Task 4.7 Modelling predicted environmental impact, welfare and product quality, traditional and other biomarker traits and their interactions
The experimental design will generate repeated records for multiple correlated traits. Specific data structure will need the development of advanced and adapted methods that will be used to model this data. Genetic parameters will be estimated using these adapted animal models. Estimated phenotypic and genetic correlations among predicted environmental impact, welfare and product quality, traditional and other biomarker traits will allow assessment of their complex relationships. These results will be needed in WP7 to develop breeding strategies. Developed models will be used as base for the development of single-step genomic evaluation methods in Task 4.8.
Task 4.8. Genomic data preparation
The SNP will be screened for call rates, minor allele frequencies, deviations from Hardy-Weinberg Equilibrium and Mendelian transmission errors. Data meeting the required quality will be selected for analysis.
Task 4.9. Initial association analysis
Genotypic frequencies for all polymorphisms will be examined to determine the level of linkage disequilibrium among genotype combinations. We will also perform an SNP association analysis with key production efficiency, product quality, health, metabolic status, fertility, environmental footprint and animal welfare traits via the predictor phenotypes identified in WP2. Parentage information will be used to account for genetic relationships that may exist within families. Significant SNPs will be used to indicate genomic regions of interest for each trait. Validation of these significant SNPs will occur within subgroups of the 10,000 cows studied based on Task 4.6 by including the genomic information into the relationship matrix when solving the model.

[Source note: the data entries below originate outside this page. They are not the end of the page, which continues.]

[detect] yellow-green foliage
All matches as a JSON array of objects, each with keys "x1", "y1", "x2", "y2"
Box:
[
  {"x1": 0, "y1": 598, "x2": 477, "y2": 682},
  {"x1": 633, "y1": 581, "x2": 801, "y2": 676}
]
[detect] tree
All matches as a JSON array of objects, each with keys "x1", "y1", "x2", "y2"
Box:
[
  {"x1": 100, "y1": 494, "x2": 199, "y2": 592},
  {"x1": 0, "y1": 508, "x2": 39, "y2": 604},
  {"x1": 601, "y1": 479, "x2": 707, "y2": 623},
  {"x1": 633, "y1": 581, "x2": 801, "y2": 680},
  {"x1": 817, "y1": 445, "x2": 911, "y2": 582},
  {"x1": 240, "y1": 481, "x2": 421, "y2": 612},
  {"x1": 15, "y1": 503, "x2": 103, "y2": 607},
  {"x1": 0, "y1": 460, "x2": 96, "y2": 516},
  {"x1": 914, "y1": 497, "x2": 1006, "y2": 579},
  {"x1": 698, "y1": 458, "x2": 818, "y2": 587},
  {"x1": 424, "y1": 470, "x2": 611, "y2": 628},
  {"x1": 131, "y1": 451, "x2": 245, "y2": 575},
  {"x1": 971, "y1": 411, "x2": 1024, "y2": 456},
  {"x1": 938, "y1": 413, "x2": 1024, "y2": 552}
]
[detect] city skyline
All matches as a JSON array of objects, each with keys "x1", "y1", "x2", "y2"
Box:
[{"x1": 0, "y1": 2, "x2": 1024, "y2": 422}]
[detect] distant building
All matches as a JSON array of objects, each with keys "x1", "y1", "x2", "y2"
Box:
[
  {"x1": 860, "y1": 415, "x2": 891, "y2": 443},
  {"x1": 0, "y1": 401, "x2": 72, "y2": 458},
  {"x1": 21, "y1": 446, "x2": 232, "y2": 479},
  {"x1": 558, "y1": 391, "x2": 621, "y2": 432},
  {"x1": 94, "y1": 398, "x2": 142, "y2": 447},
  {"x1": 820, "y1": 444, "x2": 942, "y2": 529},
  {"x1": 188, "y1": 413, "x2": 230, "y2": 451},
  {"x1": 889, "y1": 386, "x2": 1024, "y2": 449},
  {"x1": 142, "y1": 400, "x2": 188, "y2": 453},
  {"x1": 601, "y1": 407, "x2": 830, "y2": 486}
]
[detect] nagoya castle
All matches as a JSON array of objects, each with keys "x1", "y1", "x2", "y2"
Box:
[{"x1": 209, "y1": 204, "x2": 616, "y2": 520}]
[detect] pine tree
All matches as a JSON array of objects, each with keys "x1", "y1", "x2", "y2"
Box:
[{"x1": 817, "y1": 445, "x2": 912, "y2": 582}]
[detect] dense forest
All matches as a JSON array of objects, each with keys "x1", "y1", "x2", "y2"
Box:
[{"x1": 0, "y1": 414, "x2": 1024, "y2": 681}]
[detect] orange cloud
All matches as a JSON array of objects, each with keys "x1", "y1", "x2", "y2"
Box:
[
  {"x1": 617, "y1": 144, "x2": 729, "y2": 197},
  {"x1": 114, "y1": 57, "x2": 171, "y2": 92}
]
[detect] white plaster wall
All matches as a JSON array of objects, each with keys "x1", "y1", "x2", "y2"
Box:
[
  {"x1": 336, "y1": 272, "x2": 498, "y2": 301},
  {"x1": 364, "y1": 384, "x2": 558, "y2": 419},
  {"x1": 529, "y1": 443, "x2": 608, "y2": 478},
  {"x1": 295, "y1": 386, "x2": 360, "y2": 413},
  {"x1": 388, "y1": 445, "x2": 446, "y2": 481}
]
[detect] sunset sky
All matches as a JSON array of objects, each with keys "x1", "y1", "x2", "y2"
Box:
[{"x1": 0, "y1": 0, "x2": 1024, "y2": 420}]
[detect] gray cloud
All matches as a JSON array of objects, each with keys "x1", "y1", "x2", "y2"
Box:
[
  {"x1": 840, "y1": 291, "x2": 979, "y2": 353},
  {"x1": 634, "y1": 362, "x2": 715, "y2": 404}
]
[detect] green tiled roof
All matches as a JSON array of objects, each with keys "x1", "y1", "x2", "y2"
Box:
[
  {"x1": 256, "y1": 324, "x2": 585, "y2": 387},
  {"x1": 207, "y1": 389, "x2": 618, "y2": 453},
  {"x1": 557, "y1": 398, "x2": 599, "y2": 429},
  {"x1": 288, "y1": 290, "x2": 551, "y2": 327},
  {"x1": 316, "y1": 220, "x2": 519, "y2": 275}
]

Task 4.10. Comparative genomics
A high quality bovine genome sequence assembly (UMD 3.1) and associated transcript annotation is available from Ensembl (19981 protein coding genes annotated in release 64). This resource will enable annotation of candidate SNPs by reference to the nearest/overlapping genes and whether they are intergenic, overlapping regions such as: 3’ or 5’ UTRs, splice sites, non-coding RNAs, exonic or intronic regions. SNPs in unannotated regions will be compared with homologous regions in other mammals (human, mouse etc.) to determine if there are unannotated genes or conserved regulatory elements in the vicinity of the SNP. A list of candidate genes for each trait will then be compiled for input into WP7. Genomic and phenomic data will be used to annotate / illuminate human and other genomes in WP8.